The Federal Government has intensified efforts to improve tax administration and increase remittances from government-owned enterprises.
Reforms targeted at reducing leakages in public finance management have also contributed to improved fiscal outcomes.
However, concerns remain over rising debt service obligations, inflationary pressures, and dependence on borrowing to support government financing needs.
Nigeria has faced persistent fiscal deficits for several years, driven largely by weak oil revenues, subsidy-related spending, rising recurrent expenditure, and exchange rate pressures.
In recent years, elevated debt servicing costs and revenue shortfalls have placed significant pressure on public finances.
The government has increasingly relied on domestic and external borrowing to bridge fiscal gaps and fund critical infrastructure projects.
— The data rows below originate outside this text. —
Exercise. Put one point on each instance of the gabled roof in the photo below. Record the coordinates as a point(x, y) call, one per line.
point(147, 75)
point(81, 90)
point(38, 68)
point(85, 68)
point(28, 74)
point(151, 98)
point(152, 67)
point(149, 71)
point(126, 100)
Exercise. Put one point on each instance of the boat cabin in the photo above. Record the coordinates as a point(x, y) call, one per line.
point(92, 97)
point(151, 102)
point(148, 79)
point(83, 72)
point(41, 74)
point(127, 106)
Recent fiscal reforms, including fuel subsidy removal and tax administration reforms, are aimed at strengthening revenue generation and improving fiscal sustainability.
Earlier, Nairametrics reported that Nigeria’s fiscal deficit jumped to N13.51 trillion in 2024, exceeding targets and breaching the FRA 2007 deficit-to-GDP limit.
The Federal Government recorded N11.89 trillion in fresh borrowings in the first nine months of 2025, but spent only N3.10 trillion on capital expenditure.
The loans comprised N7.08 trillion in domestic borrowing and N4.81 trillion in multilateral and bilateral project-tied loans.
The Federal Government increased its planned borrowing for 2026 to N29.20 trillion following an expansion in the proposed budget size and fiscal deficit.